Tennessee’s 287(g) Under Fire

In July, I posted on the story of Juana Villegas de La Paz, a woman arrested during a routine traffic stop in Tennessee. Jauana was forced to give labor while shackled to her bed, under the measures of the 287(g) local law enforcement agreement in Tennesee.

The 287(g) program trains local law enforcement to enforce federal immigration law. The result is abuses of power like the case of Juana Villegas. Well, now Tennesseans are taking note of the injustice being caused by the program.

The local paper “The Tennessean” recently ran an article calling for more “common sense” in the program’s approach to immigration enforcement.

The program has had its successes. In the first 12 months, 3,000 arrestees were found to be here illegally; most of those individuals were later deported or otherwise left the city.

But only 19 percent of those were charged with felonies — homicide, rape, aggravated assault or armed robbery — the type of serious crimes that led to the program. Most arrestees had committed traffic misdemeanors, and only 38 percent had previous arrest records, again mostly misdemeanors.

 

The low point for this program occurred in July, when Juana Villegas, a foreign-born pregnant woman arrested on careless-driving charges, was shackled to a hospital bed during part of her labor. She was restrained specifically because she was suspected of being an illegal immigrant. The charges were later dismissed, but the outcry from human-rights groups and widespread publicity over her treatment led Sheriff Daron Hall to change the rules. Pregnant inmates now will be restrained only if there is credible information that they might try to escape or present a danger to themselves or others.

Good steps, but it shouldn’t take Amnesty International and The New York Times to bring common sense to the process.

Common sense is what leaders of Nashville’s immigrant community and members of the Sheriff’s Immigration Advisory Committee are calling for. The committee, required under terms of 287(g), has urged the sheriff to set guidelines for which arrestees undergo interrogation, instead of subjecting to it anyone who is foreign-born.

And an op-ed appeared the same paper criticizing the program. The author, the President of Nashville’s Hispanic Chamber of Commerce, points out that the program’s consequences were known to officials prior to implementing the measures.

I have watched as non-criminal immigrants in our community have been shackled, detained and deported after brief, sometimes random contact with Metro police. When those smart men gave 287(g) their endorsement, they knew the impact that this policy would have on immigrants. How could they not have known that immigrants would become terrified of turning to police? That a segment of the community would become gagged accomplices to criminality out of fear of deportation?

Politicians and law enforcement officials must also have known that police resources and jail space would be redirected toward arresting and detaining harmless immigrants who had done little aside from leaving the house without a photo ID. In fact, our flawed system would not allow one to be issued to a certain class of people; among them, people lawfully admitted to the country.

This is a perfect example of why a piece-meal approach to immigration reform will never be effective. Until Just and Humane Comprehensive Immigration reform is passed, expect to see more injustice of the sort in Tenneessee.

2 responses to “Tennessee’s 287(g) Under Fire

  1. I would like set the record straight.

    She was pulled over for wreckless driving because she and her other children in the car were not wearing seatbelts or in car seats as the law requires. Where is the outrage about her not properly caring for her children?
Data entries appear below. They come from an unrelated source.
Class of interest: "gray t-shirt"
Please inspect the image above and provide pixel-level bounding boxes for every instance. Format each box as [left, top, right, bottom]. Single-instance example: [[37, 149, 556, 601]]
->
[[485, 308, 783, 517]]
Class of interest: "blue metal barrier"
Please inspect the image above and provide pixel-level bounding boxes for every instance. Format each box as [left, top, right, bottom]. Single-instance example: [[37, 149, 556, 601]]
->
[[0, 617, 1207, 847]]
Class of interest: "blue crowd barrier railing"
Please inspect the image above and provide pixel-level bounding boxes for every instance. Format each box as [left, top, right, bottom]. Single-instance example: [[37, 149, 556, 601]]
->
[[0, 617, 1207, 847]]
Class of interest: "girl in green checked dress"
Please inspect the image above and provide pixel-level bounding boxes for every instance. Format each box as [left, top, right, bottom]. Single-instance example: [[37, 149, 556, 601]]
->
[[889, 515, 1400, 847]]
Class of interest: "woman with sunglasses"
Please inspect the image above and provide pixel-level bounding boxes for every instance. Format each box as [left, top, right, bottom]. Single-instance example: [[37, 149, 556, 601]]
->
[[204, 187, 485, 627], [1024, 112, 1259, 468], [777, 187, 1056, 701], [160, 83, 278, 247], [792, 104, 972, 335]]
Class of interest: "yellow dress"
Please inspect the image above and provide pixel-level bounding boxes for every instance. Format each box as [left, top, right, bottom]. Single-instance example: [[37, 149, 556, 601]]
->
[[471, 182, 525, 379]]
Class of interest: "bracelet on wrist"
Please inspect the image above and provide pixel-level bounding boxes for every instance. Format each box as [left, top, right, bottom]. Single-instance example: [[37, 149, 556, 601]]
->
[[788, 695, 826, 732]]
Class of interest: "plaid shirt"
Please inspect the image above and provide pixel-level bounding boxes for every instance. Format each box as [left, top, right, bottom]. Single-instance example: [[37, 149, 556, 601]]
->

    She was arrested for not having a drivers license or any other kind of ID on her, just the same as ANY other person operating a car would be, brown, black or white.

    She was detained due to her illegal status, a repeat offender no less. When does it become OK to just thumb your nose at the established laws of the land? Where is the line? This person has repeatedly shown a complete and total disregard of the very laws that make this such a desirable place to live.

    She was in fact uncuffed and unrestrained during her actual childbirth.

    She was treated the very same as any other felon in the same medical condition. I challenge you to supply any evidence at all that she became infected or that her baby became sick. Any evidence at all, you can’t because it is simply not true.

    Instead of sensationalizing untrue facts, how about trying to work with your elected legislators to change laws you feel are fair or unjust.

  2. She was also deported back in 1996 and chose to return, again illegally.
    She stay in this country again, illegally, long enough to deliver four anchor babies.
    She is technically an immigration fugitive, and was justly subject to arrest, just like anyone else.

    One reason for her “extended stay” was a failure to post bond which was due to her own choice of being here illegally.
    Her attorney said “because local bail bondsmen won’t post bail on inmates who face U.S. Immigration and Customs Enforcement involvement.”
    Could it be because most illegals just move somewhere else, obtain another false ID, and ignore their bond/deportation orders as she did in the past, leaving everyone else responsible for the costs?
    She has milked this story for all it’s worth, just like the un-American pro-illegal supporters like the op.